“There wasn’t much we could do about the extensions,” Brown said. “We waited over 20 years so what was a few more months?”
Benefits of federal recognition
Once a final determination is made, which could take over a year, the Pamunkey Indian Tribes 208 members will be able to apply for a variety of services
“The importance of federal recognition is that we will be able to engage the federal government with a government to government relationship and we will be able to get services from different federal agencies that will come directly to the tribe. We won’t have to go through the state,” Brown said.
“[For example], we were informed that if a storm came through Virginia and hit the reservation pretty hard but it didn’t hit the other surrounding counties very hard, we wouldn’t have to wait for the Governor to declare a state of emergency. As the chief, I could declare a state of emergency and we could receive funds from FEMA directly and wouldn’t have to go through the state,” Brown explained.
In addition, currently, on the reservation, which is located along the shores of the Pamunkey River, it is difficult for residents to build a house. Tribal members do not own their land. The land is held in a state trust.
HUD has a program for those who reside on a reservation for mortgages and loans. When the tribe’s land is moved into a federal trust following recognition, tribal members will be able to receive federal housing funds.
Those funds could help tribal members like Jeff Brown.
Brown’s home on the reservation burnt down over a year ago and without insurance he has not been able to rebuild.
“I lost everything. Fortunately I had built a workshop and I have been able to live there,” he said.
With the help of donations, Jeff Brown was able to make the workshop more livable but he still does not have indoor plumbing.
“It’s pretty hard,” he said. “That will be one of the first programs I will be looking into to reconstruct.”
Tribal members will also be able to apply for services through the BIA’s Indian Health Services program.
Unfortunately, Brown said, currently the closest clinic under the Indian Health Service is in Rockville, South Carolina.
However, if more tribes in Virginia were to become federally recognized, Brown is hopeful a clinic could be opened in the Commonwealth or even on the Pamunkey reservation.
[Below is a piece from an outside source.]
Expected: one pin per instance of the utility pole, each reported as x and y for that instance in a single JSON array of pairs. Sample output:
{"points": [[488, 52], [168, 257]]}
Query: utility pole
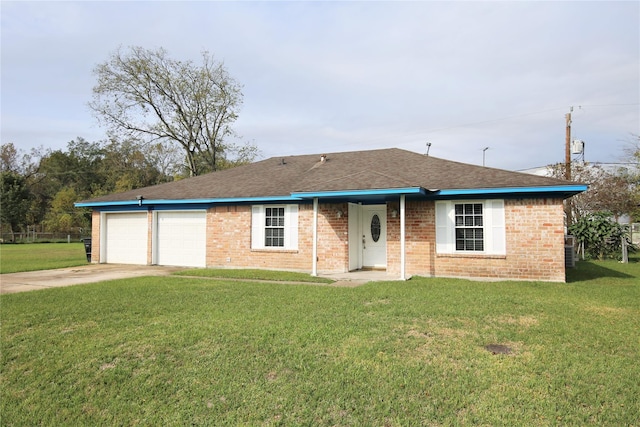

Tribal members will also be able to apply for programs to get extra help for students going to college through the Indian Educational Opportunity Service.
“Those are just a few. There are a whole lot we don’t know but we will be able to attend conferences and workshops to learn more about these programs,” Brown said. “ It’s going to be a huge learning curve right from the start.”
The Pamunkey Indian Tribe is one of three Native American tribes located in King William County.